J’aurais jamais pensé que cette vérité-là soit présente à un tel point que je n’aie pas le choix de me l’avouer à moi-même. Je l’ai toujours su, j’ai toujours su que c’était là et que ça prenait une petite partie de moi. Maintenant, il s’agit de ce que je suis. Du moins, c’est ça que les gens pensent. Ils pensent qu’on peut décrire quelqu’un avec un si petit et vide de sens qualificatif. Je n’ai pourtant pas l’impression que je suis de ces gens qui sont qui ils sont à cause d’un de leurs traits. On ne m’a pas donné le choix. Je ne dis pas que si j’avais eu l’opportunité de choisir, je l’aurais prise, par contre. Plus j’avance et plus je comprends. Plus je comprends, je trouve ça beau. Je commence même à me trouver rationnelle et j’ai l’impression que vraiment, pour la première fois, je vis quelque chose pleinement. Je me contredirai en disant que c’est un secret. Je ne veux pas que les gens soient au courant nécessairement. C’est un secret parce que je trouve que le mettre en mots brise toute la magie. Je n’ai pas besoin de vivre les choses comme un spectacle pour trouver que j’en profite. C’est sûr que j’aimerais être sous les lumières un peu plus souvent, j’aimerais n’être pas gênée par ces lumières-là et par ce secret-là. Je dois l’avouer. Ce n’est pas un secret simplement parce que je trouve ça magique. C’en est un car c’est un peu trop gros pour qui je suis. C’est un peu trop vivant pour mon amorphie. J’espère que mon secret n’est pas chronique. Il ne dépend pas de moi. J’en ferai quelque chose de plus grand lorsque je serai prête à courir…parce que j’ai trop de choses à te dire.
Ces choses-là, je peux me permettre de les écrire. S’il y a bien une personne qui sait à quel point j’ai besoin de les écrire, c’est toi. Et c’est parfait puisque tu ne les lis pas. Je voudrais te dire trop de choses. Des mots que je ne connais même pas…d’autres que je n’ai jamais dits. Des mots auxquels je ne m’étais jamais identifiée avant de te rencontrer. D’autres desquels je puise mon inspiration innocente depuis un bon moment.

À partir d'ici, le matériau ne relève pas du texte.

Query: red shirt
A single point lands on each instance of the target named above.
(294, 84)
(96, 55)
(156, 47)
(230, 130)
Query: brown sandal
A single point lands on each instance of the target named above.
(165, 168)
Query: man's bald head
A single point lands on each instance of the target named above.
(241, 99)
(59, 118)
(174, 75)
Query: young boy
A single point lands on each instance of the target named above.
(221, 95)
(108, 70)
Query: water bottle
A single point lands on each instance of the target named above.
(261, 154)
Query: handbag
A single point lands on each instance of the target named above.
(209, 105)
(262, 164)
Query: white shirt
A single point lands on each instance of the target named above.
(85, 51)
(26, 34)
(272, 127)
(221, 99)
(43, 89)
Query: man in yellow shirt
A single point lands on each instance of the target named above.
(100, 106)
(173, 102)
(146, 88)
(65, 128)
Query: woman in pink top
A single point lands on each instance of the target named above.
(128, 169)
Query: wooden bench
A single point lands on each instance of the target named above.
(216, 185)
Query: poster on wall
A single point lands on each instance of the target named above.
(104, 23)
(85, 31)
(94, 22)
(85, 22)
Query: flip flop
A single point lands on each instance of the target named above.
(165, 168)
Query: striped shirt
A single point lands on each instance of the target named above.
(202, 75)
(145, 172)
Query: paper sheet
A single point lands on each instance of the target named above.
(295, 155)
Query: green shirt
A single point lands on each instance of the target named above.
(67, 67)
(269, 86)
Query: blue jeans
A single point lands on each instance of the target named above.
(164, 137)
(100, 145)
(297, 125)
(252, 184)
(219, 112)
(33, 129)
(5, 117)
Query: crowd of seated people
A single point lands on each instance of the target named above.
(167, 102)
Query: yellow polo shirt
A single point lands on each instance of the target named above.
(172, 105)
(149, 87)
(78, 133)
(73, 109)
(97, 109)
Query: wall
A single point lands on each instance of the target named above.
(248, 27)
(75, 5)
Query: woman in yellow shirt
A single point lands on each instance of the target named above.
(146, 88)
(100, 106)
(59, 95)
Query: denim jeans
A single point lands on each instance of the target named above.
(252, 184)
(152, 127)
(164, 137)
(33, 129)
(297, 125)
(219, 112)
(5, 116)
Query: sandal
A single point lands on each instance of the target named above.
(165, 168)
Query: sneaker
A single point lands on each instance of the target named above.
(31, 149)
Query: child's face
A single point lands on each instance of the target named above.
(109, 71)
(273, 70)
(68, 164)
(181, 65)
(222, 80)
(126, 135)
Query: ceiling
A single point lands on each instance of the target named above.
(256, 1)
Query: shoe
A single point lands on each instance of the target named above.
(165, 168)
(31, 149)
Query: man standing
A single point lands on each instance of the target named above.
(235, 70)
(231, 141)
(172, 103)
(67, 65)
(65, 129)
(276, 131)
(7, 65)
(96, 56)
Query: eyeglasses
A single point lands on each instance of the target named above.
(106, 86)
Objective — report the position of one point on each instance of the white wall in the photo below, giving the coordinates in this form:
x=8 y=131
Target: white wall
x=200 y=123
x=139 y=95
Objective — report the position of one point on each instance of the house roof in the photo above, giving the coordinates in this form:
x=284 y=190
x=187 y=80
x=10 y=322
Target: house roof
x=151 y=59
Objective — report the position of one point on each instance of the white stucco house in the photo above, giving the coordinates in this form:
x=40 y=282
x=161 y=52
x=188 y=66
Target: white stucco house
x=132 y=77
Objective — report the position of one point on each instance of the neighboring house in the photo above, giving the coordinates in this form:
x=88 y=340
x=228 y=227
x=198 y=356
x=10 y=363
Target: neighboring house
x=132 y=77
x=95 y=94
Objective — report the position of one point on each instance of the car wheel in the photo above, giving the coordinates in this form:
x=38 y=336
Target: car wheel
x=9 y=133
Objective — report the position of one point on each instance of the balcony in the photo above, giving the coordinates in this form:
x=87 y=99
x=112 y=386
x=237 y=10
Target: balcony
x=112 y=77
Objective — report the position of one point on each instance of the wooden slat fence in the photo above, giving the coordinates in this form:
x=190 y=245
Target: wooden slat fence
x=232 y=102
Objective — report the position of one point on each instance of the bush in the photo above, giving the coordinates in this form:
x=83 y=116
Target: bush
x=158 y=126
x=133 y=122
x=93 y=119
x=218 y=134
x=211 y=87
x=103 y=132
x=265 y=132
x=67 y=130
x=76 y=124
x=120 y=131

Des mots épeurants.
Mais je vais me contenter de te dire tout simplement que je m’acoquine de toi toujours plus, lentement. De tes petites manies…de ta voix. Même de ton corps. Je dis ‘’même’’ car dans toute ma pudeur, je n’aurais pas pensé pouvoir m’acoquiner d’un corps. Mais le tiens m’est inconnu et il m’est intriguant. J’ai envie de découvrir. Ça me répugne un peu de le dire comme ça, mais je te promets que je le dis de la façon la plus blanche possible. J’essaie de le dire intelligemment, car c’est vraiment comme ça que je le conçois. Je n’ai aucune idée malsaine ni désagréable à t’avouer. Je n’ai même rien à te cacher. Simplement un petit surplus d’amour que je n’arrive pas à te démontrer. Depuis que j’ai réalisé que tu étais dans ma tête et dans mon cœur de façon démesurée, je vis mieux. Je vis mieux parce que tu m’apprends à vivre. Inconsciemment, j’essaie de t’imiter. Je n’ai jamais connu quelqu’un qui m’a amené si loin, quelqu’un qui a cru autant en moi. Je ne me jamais sentie si appréciée. J’aurais envie de te dire merci. Parce que je sais que je ne te rends pas ce que je devrais te rendre au fond. Mais j’ai quand même l’impression que tu crois que je t’aime beaucoup. Et tu as raison. J’aimerais par contre que tu voies à quel point je t’aime beaucoup. J’aimerais que tu comprennes le sens de toute mon affection pour toi, car elle est singulière et n’a jamais même existé dans mon petit cœur troublé. Quand je suis logique, je me dis que je devrais arrêter de croire autant en nous deux. Je me dis que je me fais mal et qu’il faut que j’arrête, parce que je ne veux pas briser le petit bout de chemin que nous avons déjà fait. Mais des fois je mets de côté les calculs mathématiques et j’espère un peu. Je prends le temps de rêver. Je nous imagine et je trouve ça parfait. Je me dis que ça serait beau, simple. Et le pire c’est que je n’idéalise même pas. Je fais juste imaginer ce que ce serait, le plus sobrement possible. Ce que je vois est parfait. Je me rends compte que c’est vraiment ce que je voudrais. C’est épeurant un peu, mais ça fait du bien d’y croire.